Optammo per cappuccino e biscotti piuttosto che l’espresso gradito alla gente del posto. Portandoci il caffè fuori per poter sedere al tavolo, ci meravigliammo ancora una volta della mattinata stupenda, della spiaggia deserta e del Mar Tirreno così calmo e luccicante quel giorno. Sulla spiaggia i pescherecci di varie dimensioni e condizioni attendevano di essere messe in mare dai loro capitani. Terminata la nostra colazione, andammo in spiaggia anche noi a cercare vetrini, souvenir poco costoso ma che avrebbe fatto bella mostra di sé in un vaso di vetro a casa nostra. Qualche ora di relax a Canneto, e poi ci incamminammo nuovamente verso la fermata dell’autobus. Il piccolo autobus dell’isola ci avrebbe riportati a Marina Lunga nel centro di Lipari, a pochi passi dalla casa che mio cugino aveva messo a disposizione per il nostro soggiorno.

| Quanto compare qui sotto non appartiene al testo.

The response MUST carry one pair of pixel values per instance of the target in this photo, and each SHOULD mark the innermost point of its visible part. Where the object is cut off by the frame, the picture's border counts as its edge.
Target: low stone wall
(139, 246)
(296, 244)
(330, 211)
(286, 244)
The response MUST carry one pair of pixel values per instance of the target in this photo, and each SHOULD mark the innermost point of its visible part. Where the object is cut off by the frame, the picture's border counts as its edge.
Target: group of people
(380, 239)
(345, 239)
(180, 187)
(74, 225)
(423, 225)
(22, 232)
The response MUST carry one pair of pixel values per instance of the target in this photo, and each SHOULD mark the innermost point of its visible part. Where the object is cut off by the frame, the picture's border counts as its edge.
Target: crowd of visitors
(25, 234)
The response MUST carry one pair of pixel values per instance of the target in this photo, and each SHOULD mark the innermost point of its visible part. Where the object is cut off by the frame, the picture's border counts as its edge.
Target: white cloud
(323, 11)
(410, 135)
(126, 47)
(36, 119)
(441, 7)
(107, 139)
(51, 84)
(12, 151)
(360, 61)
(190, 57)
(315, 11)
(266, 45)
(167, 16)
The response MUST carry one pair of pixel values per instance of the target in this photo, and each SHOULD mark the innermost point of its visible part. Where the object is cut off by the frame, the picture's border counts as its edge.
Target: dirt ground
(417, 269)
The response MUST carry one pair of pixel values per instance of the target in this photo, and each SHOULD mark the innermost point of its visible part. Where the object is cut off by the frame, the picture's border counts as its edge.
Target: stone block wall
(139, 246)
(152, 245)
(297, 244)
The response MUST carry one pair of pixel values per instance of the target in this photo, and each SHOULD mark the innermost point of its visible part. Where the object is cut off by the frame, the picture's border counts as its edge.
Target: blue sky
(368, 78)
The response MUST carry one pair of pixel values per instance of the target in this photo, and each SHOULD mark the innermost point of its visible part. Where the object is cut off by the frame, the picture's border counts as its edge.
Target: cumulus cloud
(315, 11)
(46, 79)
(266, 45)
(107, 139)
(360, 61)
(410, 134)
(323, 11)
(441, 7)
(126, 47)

Notai che uno dei negozi che prima era chiuso aveva aperto. Si scorgevano all’interno un gruppetto di uomini anziani, che parlavano a voce alta e gesticolavano. Il negozio, con i suoi intonaci malandati ed il pavimento di cemento era vuoto se non per qualche contenitore di metallo e degli scatoloni con dentro dei semi sfusi. Su scaffali di metallo, come in qualsiasi altro negozio di prodotti agricoli, erano esposti dei pacchi colorati di semi. Timidamente entrai e diedi un’occhiata alla mercanzia: piselli, cetrioli, pomodori e ogni varietà di fagioli. I fagioli erano indubbiamente i semi più gettonati: fagioli piatti, fave, fagiolini, fagiolini lunghi e fagioli larghi. Fui attratta da un pacco con una foto di una rosa screziata dall’aspetto esotico e un fagiolo bianco. Decisi di comprarlo per mio zio di Oswego, che ancora curava lo stesso giardino creato da suo padre, immigrato eoliano di Quattropani, un secolo prima. Nonno Reitano aveva sempre voluto tornare alla sua amata isola e non ne ebbe mai l’opportunità. Che gioia sarebbe stata per lui sapere che un giorno, dopo tanti anni, una dei suoi nipoti avrebbe fatto il viaggio di ritorno alla sua madrepatria.

Presi il pacco di semi di fagioli, e, nel mio italiano stentato, ne chiesi il prezzo. I semi, il mio piccolo tesoro, costavano pochi spicci e li misi in borsa.
Quando ebbi finito di pagare il negoziante mi chiese, “Sei della Germania?” Mio marito è alto, biondo e con gli occhi azzurri ed anch’io sono alta - indizi che lo avevano portato a questa conclusione. In questo periodo dell’anno erano in maggior parte tedeschi quei pochi turisti che visitavano l’isola. Li avevo visti io stessa, così organizzati con i loro orari degli autobus, le loro mappe, i loro zaini robusti ed i sandali indossati con i calzini.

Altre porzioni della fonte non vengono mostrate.